The total exposure of patients to banked blood products was significantly less for the autotransfusion group. The autotransfusion group patients required only 13 units of packed RBCs and 12 units of platelets, compared with 27 units of packed RBCs and 99 units of platelets for the control group patients. The increased use of platelets in the control group may represent a more aggressive use of blood components in the treatment of low hemoglobin or bleeding in these patients during the first 24 h after surgery.

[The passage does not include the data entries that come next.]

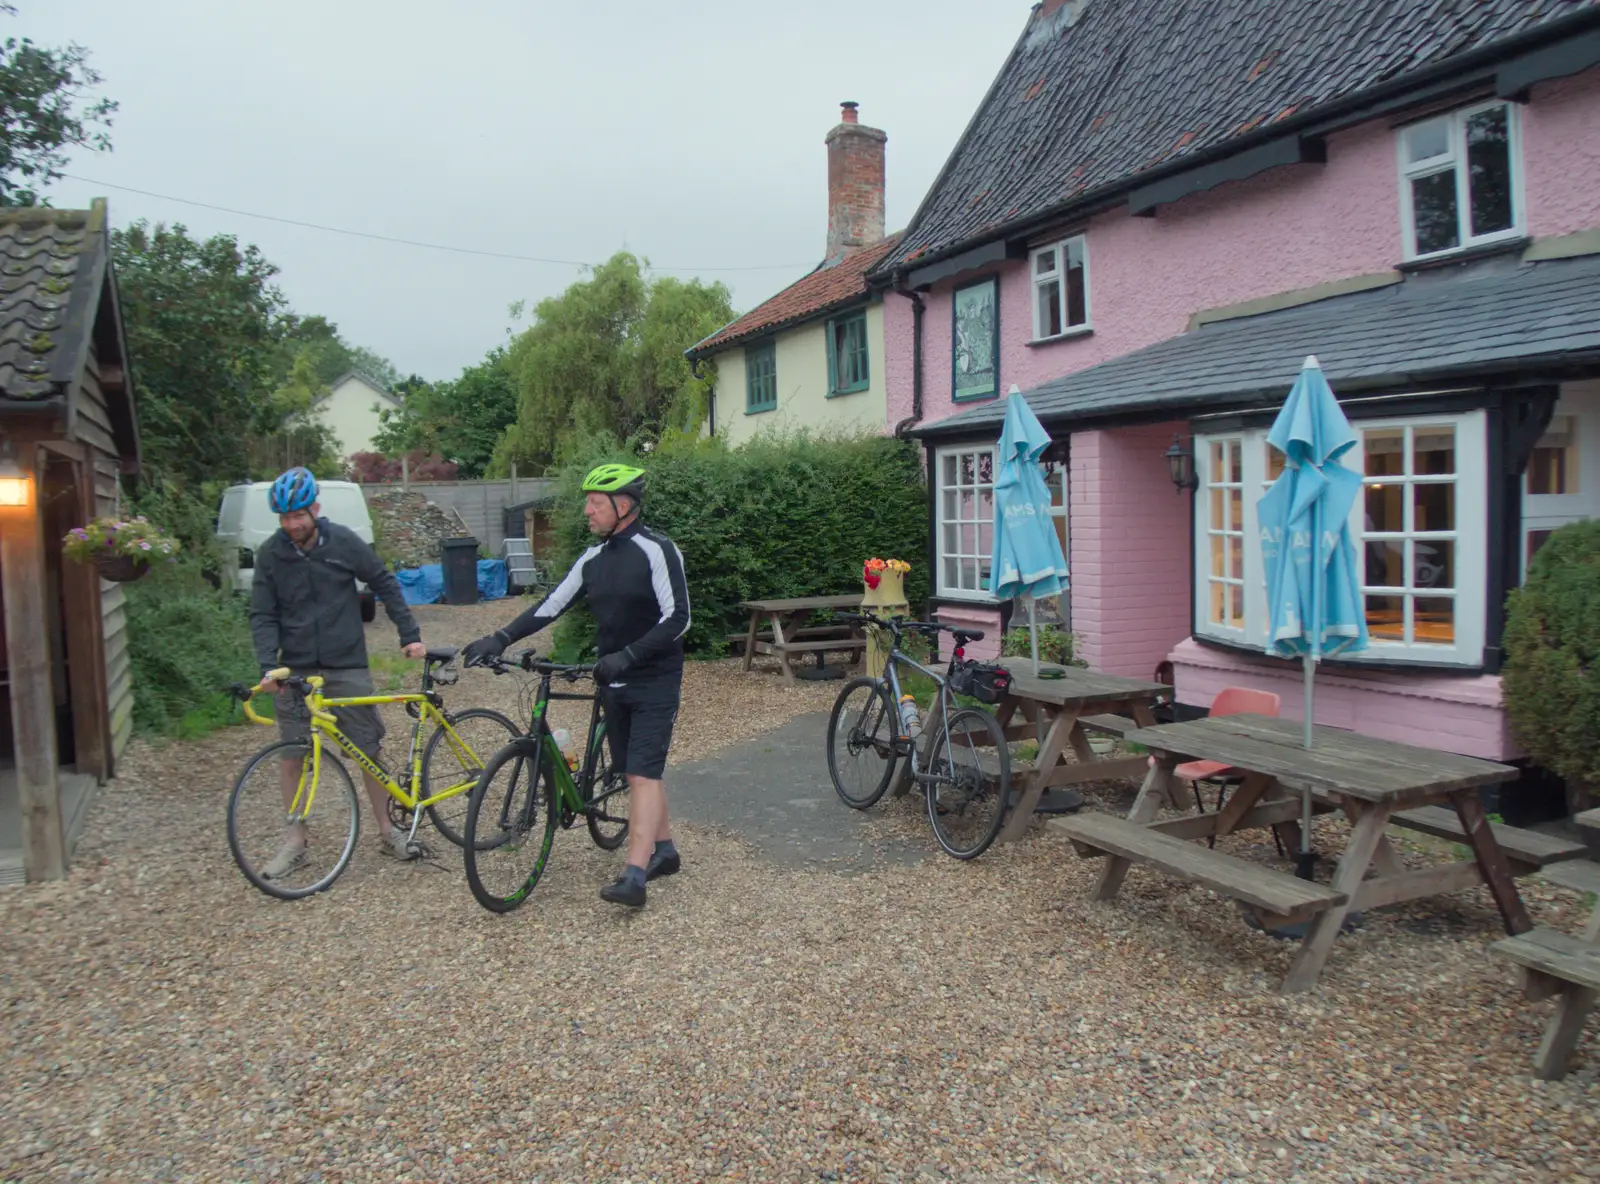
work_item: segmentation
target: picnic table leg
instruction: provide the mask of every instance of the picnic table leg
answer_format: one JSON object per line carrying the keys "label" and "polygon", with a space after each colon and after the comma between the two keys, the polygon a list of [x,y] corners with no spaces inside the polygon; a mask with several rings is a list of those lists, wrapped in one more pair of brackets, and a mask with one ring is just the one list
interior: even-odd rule
{"label": "picnic table leg", "polygon": [[[1077,726],[1078,717],[1069,712],[1061,712],[1050,724],[1050,730],[1045,733],[1044,743],[1039,746],[1038,756],[1034,758],[1033,771],[1022,778],[1022,796],[1017,804],[1011,807],[1011,816],[1006,819],[1005,825],[1000,828],[1000,841],[1014,843],[1020,839],[1028,829],[1028,823],[1033,820],[1034,807],[1039,804],[1039,798],[1044,793],[1044,783],[1050,776],[1050,771],[1056,767],[1056,762],[1061,759],[1061,753],[1067,746],[1067,736]],[[1012,787],[1016,788],[1016,778],[1012,778]]]}
{"label": "picnic table leg", "polygon": [[[1172,800],[1172,770],[1177,764],[1177,757],[1163,756],[1157,758],[1150,766],[1150,771],[1144,775],[1144,784],[1139,787],[1139,796],[1133,799],[1133,809],[1128,811],[1129,822],[1154,821],[1155,816],[1161,812],[1161,803]],[[1128,869],[1132,866],[1130,860],[1120,855],[1106,856],[1105,866],[1100,869],[1094,888],[1089,892],[1089,899],[1113,899],[1122,888],[1123,877],[1128,874]]]}
{"label": "picnic table leg", "polygon": [[[898,704],[895,705],[895,710],[900,710]],[[896,730],[898,730],[899,727],[900,724],[897,717],[895,722]],[[944,704],[940,697],[935,695],[933,697],[933,703],[928,707],[928,718],[922,721],[922,752],[920,757],[924,768],[927,767],[928,754],[933,751],[934,737],[939,734],[943,727]],[[889,786],[889,796],[892,798],[903,798],[906,796],[906,794],[911,792],[911,789],[915,784],[916,782],[911,778],[911,760],[908,757],[905,760],[902,760],[899,766],[895,769],[894,781]]]}
{"label": "picnic table leg", "polygon": [[754,661],[755,656],[756,656],[756,632],[760,628],[760,625],[761,625],[761,610],[760,609],[751,609],[750,610],[750,632],[745,635],[745,639],[744,639],[744,668],[745,668],[745,672],[746,673],[749,672],[750,663],[752,661]]}
{"label": "picnic table leg", "polygon": [[1350,842],[1344,854],[1339,857],[1339,866],[1333,873],[1333,889],[1343,892],[1346,901],[1312,918],[1305,938],[1300,942],[1300,952],[1295,955],[1294,965],[1289,968],[1289,977],[1283,980],[1283,993],[1286,995],[1309,991],[1317,985],[1322,965],[1333,952],[1334,938],[1344,928],[1350,901],[1355,899],[1356,890],[1367,877],[1367,869],[1372,865],[1372,853],[1378,847],[1378,840],[1383,838],[1383,828],[1389,821],[1390,808],[1387,806],[1357,806],[1346,799],[1345,810],[1352,816],[1360,816],[1355,829],[1350,832]]}
{"label": "picnic table leg", "polygon": [[794,685],[794,669],[789,665],[789,655],[784,647],[789,644],[789,639],[783,635],[783,614],[772,614],[772,645],[778,651],[778,669],[783,672],[783,681],[788,686]]}
{"label": "picnic table leg", "polygon": [[1544,1039],[1533,1058],[1533,1075],[1541,1081],[1560,1081],[1567,1075],[1572,1050],[1583,1035],[1583,1024],[1594,1008],[1600,991],[1568,983],[1561,991],[1555,1014],[1545,1027]]}
{"label": "picnic table leg", "polygon": [[1483,802],[1478,797],[1478,791],[1458,789],[1450,795],[1450,804],[1456,808],[1456,817],[1461,819],[1461,829],[1467,832],[1467,844],[1477,857],[1478,870],[1483,873],[1483,882],[1489,889],[1489,895],[1494,897],[1494,903],[1500,909],[1500,919],[1505,922],[1506,932],[1512,937],[1528,932],[1533,928],[1533,922],[1528,919],[1522,894],[1517,891],[1517,881],[1512,877],[1511,865],[1506,862],[1506,853],[1500,849],[1494,832],[1489,829],[1489,820],[1484,817]]}

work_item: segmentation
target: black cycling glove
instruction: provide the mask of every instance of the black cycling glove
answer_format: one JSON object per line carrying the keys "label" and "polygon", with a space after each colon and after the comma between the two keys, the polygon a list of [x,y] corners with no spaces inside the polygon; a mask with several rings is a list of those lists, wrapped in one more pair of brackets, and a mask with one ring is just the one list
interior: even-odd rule
{"label": "black cycling glove", "polygon": [[468,642],[467,648],[461,651],[461,660],[464,665],[476,666],[485,658],[498,658],[510,644],[511,639],[496,629],[487,637]]}

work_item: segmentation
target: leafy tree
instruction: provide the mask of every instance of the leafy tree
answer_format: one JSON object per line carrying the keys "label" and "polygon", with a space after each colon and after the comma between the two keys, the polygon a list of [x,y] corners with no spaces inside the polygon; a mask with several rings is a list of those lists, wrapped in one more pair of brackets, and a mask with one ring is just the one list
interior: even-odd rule
{"label": "leafy tree", "polygon": [[517,418],[516,387],[500,347],[453,381],[428,383],[413,374],[394,391],[403,406],[380,413],[379,450],[446,456],[466,478],[483,476],[496,442]]}
{"label": "leafy tree", "polygon": [[517,419],[489,471],[513,461],[537,471],[601,433],[655,441],[698,428],[709,382],[690,373],[683,351],[732,319],[725,285],[651,279],[634,255],[613,255],[541,301],[512,342]]}
{"label": "leafy tree", "polygon": [[283,386],[278,269],[232,235],[182,224],[113,230],[128,352],[149,475],[198,487],[250,470],[250,441],[272,434]]}
{"label": "leafy tree", "polygon": [[[0,13],[16,15],[0,4]],[[40,203],[36,186],[61,176],[68,148],[111,149],[110,99],[89,101],[101,78],[81,45],[49,49],[27,37],[0,46],[0,205]]]}

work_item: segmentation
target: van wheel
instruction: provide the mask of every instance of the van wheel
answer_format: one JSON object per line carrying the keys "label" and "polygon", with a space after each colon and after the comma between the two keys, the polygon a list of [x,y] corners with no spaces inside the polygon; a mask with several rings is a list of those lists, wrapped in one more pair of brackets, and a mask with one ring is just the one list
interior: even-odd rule
{"label": "van wheel", "polygon": [[378,615],[378,598],[372,593],[367,593],[361,598],[361,622],[370,625],[372,619]]}

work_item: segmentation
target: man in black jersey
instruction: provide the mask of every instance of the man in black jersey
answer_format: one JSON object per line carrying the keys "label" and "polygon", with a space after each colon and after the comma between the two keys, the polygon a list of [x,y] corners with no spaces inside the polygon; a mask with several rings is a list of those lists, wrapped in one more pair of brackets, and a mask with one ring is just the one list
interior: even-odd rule
{"label": "man in black jersey", "polygon": [[554,621],[579,596],[588,601],[599,626],[594,680],[605,704],[611,762],[627,774],[632,799],[628,863],[600,896],[637,908],[645,902],[645,881],[673,875],[682,866],[661,774],[678,718],[689,590],[678,548],[639,521],[642,469],[601,465],[584,478],[583,489],[589,529],[601,541],[579,556],[554,591],[505,628],[472,642],[464,658],[470,666],[498,657],[512,642]]}

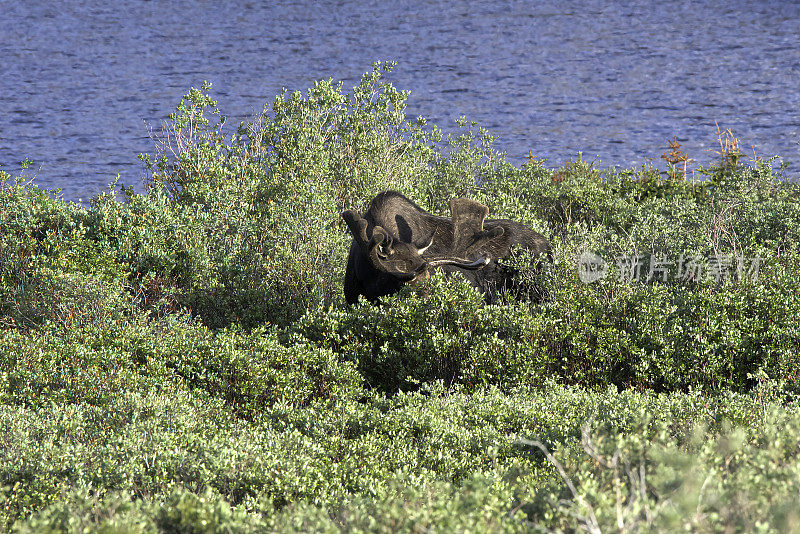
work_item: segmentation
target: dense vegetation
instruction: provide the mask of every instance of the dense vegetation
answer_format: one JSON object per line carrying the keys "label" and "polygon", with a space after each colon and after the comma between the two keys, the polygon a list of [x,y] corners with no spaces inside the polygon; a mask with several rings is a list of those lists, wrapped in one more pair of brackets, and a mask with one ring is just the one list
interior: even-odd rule
{"label": "dense vegetation", "polygon": [[[797,187],[725,143],[702,180],[674,150],[516,167],[409,120],[390,67],[227,134],[192,89],[144,194],[2,175],[0,525],[800,532]],[[546,235],[548,299],[436,276],[344,307],[339,214],[386,189]]]}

The cost of adding this technology to the operation was $157.00 per case for the disposable supplies. The average cost for banked blood products in the control group was $500.72 compared with $132.02 in the autotransfusion group, a savings of $368.70 per patient (based on American Red Cross charges, October 1992). This cost analysis tends to underestimate the value of this technique as any complication of blood transfusion can cause tremendous morbidity and mortality, and avoidable transfusions should be eliminated. We were unable to demonstrate any increase in complexity of the operative procedure. Management of the autotransfusion device was accomplished by the perfusionist and required no additional personnel during the operative procedure. In addition, we were unable to demonstrate any detrimental effects of the technique on postoperative hematologic or coagulation profiles.
We conclude that reinfusion of washed, scavenged blood reduces blood transfusion requirements during cardiac surgery. This finding supports the recommendation that this technique be used routinely during cardiac procedures.